São muito curiosos os mecanismos que fazem com que as pessoas coincidam. Há aquilo de nos sentirmos ligados a pessoas que fazem parte do nosso mundo desde que conhecemos o nosso mundo. Depois há os percursos. Ditados por escolhas. Coisas que determinam outras. E há coisas destas. Completamente imponderáveis. Completamente do domínio da graça. Coincidir com alguém. Alguém que pela ordem previsível não faria parte do nosso mundo. Mas sim. Um dia acontece alguém que não era suposto. Que não estava para acontecer.

Istambul ao por do sol

09/04/2012

Istambul à Chuva

Ontem ouvi dizer que é amanhã que vai chover. Hoje, choveu.
Chuva de férias é mau, frio pior.
Gostava de queimar etapas, no Inverno. Sou egoísta eu sei. Mas o meu egoismo não é tipo em conta, nem contemplado por S. Pedro, apesar de de maneira geral não me poder queixar. Assim quando chove, quando faz frio a solução é roupa e mais roupa e comida quente que diga à alma "vá anda lá, estás de férias, não sejas mariquinhas".
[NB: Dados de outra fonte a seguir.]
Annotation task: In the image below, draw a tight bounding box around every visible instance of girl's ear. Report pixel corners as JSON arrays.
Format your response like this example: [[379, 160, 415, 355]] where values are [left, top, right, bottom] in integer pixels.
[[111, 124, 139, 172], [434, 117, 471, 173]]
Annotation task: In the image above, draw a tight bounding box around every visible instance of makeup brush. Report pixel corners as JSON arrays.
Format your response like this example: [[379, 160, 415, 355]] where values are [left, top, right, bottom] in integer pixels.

Sair e descobrir a cidade mais lamacenta, a cidade menos aprumada, sem pintura, aquela que tentava encobrir de nós os dentes podres, as mãos gretadas, os roncos dos estômagos com fome. A beleza diminui, espapaçada nos cabelos que pingam, nas beatas que ensopam, mas é mais reveladora, menos turística. Gosto disso.






08/04/2012

Casas Otomanas, Istambul

São muito frágeis, as edificações. Por mais sólidas que até pareçam. Istambul arde uma e outra vez, deixa voltar ao pó e à cinza as suas casas de madeira otomanas.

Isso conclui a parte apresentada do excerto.